I wish Microsoft would find people to assign good names to things and stick with those names. They have a habit of changing names on things to the point that they confuse people. The latest example is the announcement Microsoft made recently that they’re changing the name “WinFX” to “.Net Framework 3.0”. You would think this name isn’t confusing, because it appears to succeed .Net Framework 2.0, but in fact it is. Up to this point, Microsoft has been saying that WinFX will be a layer on top of .Net. It will be an add-on. It is still a layer on top of .Net–.Net 2.0, that is–the 2.0 CLR, 2.0 compilers, and the 2.0 Framework Class Library. But when WPF, WCF, and WF are released, they’re going to bundle it with the 2.0 CLR, compilers, and the 2.0 FCL, but they’re going to call the whole package “.Net Framework 3.0”. In addition they’re adding some tools to Visual Studio.

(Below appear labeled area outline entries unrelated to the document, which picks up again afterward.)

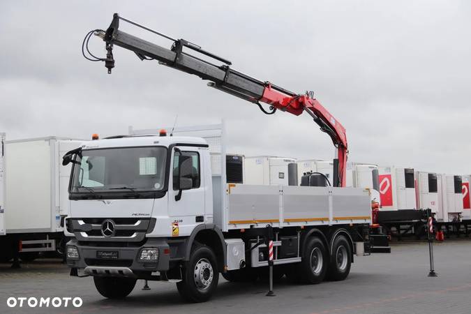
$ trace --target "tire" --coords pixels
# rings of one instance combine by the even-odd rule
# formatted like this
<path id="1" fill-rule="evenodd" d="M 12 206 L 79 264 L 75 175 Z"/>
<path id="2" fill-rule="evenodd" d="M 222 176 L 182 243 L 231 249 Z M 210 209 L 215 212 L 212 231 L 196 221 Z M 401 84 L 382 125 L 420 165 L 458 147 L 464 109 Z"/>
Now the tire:
<path id="1" fill-rule="evenodd" d="M 334 281 L 345 279 L 350 272 L 351 266 L 352 248 L 350 244 L 345 236 L 338 236 L 334 240 L 327 278 Z"/>
<path id="2" fill-rule="evenodd" d="M 219 271 L 216 255 L 207 246 L 193 248 L 185 263 L 182 281 L 177 283 L 183 299 L 190 302 L 208 301 L 218 286 Z"/>
<path id="3" fill-rule="evenodd" d="M 231 283 L 250 283 L 257 281 L 258 273 L 251 267 L 245 267 L 222 273 L 223 277 Z"/>
<path id="4" fill-rule="evenodd" d="M 96 290 L 105 298 L 124 299 L 134 289 L 136 280 L 117 277 L 94 277 Z"/>
<path id="5" fill-rule="evenodd" d="M 317 237 L 308 239 L 299 264 L 298 274 L 301 281 L 308 284 L 321 283 L 327 273 L 327 251 L 321 239 Z"/>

This is going to confuse people, because people are going to think now that Microsoft is foisting a whole new version of their programming languages, C# and VB.Net, a new version of the CLR, and a whole new version of the Framework Class Library on the development community, a little more than a year after they released .Net Framework 2.0. People are going to start saying things like, “Wait a minute! We just got done training our developers for .Net 2.0, and now they’re releasing 3.0?? You’ve got to be kidding me. Why did we train them for 2.0 when we should’ve waited to train them for 3.0,” or, “Are our 2.0 applications going to work in the 3.0 CLR?” These are all misconceptions, but I can guarantee you, there are going to be some people who have them, and Microsoft is going to have to do damage control to clear up the confusion.

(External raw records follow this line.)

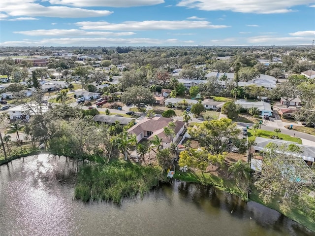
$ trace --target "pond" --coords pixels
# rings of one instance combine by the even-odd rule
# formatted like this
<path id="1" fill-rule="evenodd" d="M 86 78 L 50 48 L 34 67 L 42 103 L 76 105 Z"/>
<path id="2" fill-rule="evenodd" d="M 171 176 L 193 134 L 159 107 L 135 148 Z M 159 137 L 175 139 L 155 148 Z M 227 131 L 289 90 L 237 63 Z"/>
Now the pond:
<path id="1" fill-rule="evenodd" d="M 184 182 L 143 199 L 73 199 L 77 163 L 48 155 L 0 167 L 0 235 L 305 236 L 303 226 L 260 204 Z"/>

One thing this does once and for all is you can’t corrolate the .Net Framework version number to the version of the CLR, the compilers, or the Framework Class Library. Great. It was so simple before.

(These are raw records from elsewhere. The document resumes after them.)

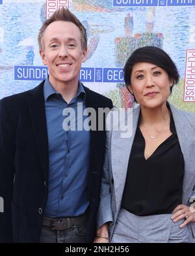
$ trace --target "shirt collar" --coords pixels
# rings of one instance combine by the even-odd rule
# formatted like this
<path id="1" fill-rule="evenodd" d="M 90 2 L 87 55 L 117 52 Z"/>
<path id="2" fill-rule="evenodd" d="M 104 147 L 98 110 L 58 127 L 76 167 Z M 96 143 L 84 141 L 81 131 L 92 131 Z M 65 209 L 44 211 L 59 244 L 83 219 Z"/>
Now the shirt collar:
<path id="1" fill-rule="evenodd" d="M 57 94 L 59 94 L 59 93 L 58 93 L 53 87 L 52 84 L 51 84 L 49 80 L 49 76 L 48 76 L 46 79 L 46 81 L 44 82 L 44 95 L 45 101 L 46 102 L 48 100 L 48 98 L 50 97 L 50 96 L 53 95 L 57 95 Z M 77 99 L 79 97 L 81 97 L 84 101 L 86 99 L 86 93 L 84 91 L 83 86 L 79 81 L 78 82 L 77 92 L 75 96 L 74 97 L 74 99 Z"/>

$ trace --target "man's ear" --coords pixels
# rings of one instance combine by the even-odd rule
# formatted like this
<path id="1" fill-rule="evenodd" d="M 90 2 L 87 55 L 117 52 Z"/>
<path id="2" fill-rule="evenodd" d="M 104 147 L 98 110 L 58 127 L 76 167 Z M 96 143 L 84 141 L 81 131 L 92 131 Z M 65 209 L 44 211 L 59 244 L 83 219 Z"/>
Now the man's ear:
<path id="1" fill-rule="evenodd" d="M 82 54 L 82 62 L 85 62 L 86 59 L 86 56 L 87 56 L 87 50 L 86 49 L 83 50 L 83 54 Z"/>
<path id="2" fill-rule="evenodd" d="M 44 65 L 47 65 L 47 61 L 46 61 L 46 56 L 45 56 L 44 52 L 42 50 L 39 50 L 39 53 L 40 53 L 40 55 L 41 56 L 42 60 L 42 63 Z"/>

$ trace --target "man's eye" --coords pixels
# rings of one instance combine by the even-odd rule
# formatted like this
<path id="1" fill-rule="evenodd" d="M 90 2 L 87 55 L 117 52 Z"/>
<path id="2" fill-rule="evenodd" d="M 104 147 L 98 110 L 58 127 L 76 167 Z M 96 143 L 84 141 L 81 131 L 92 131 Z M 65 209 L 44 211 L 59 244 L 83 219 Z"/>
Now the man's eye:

I’ll tell you what Microsoft should’ve done. If they wanted to rename WinFX to something that would’ve communicated continuity, they should’ve stuck with the 2.0 major version number, and called it something like .Net Framework 2.0 R2 (for Revision 2), or .Net Framework 2.0.5. This way, people could still identify the major version number with the version of the underlying technologies: CLR, compilers, and FCL.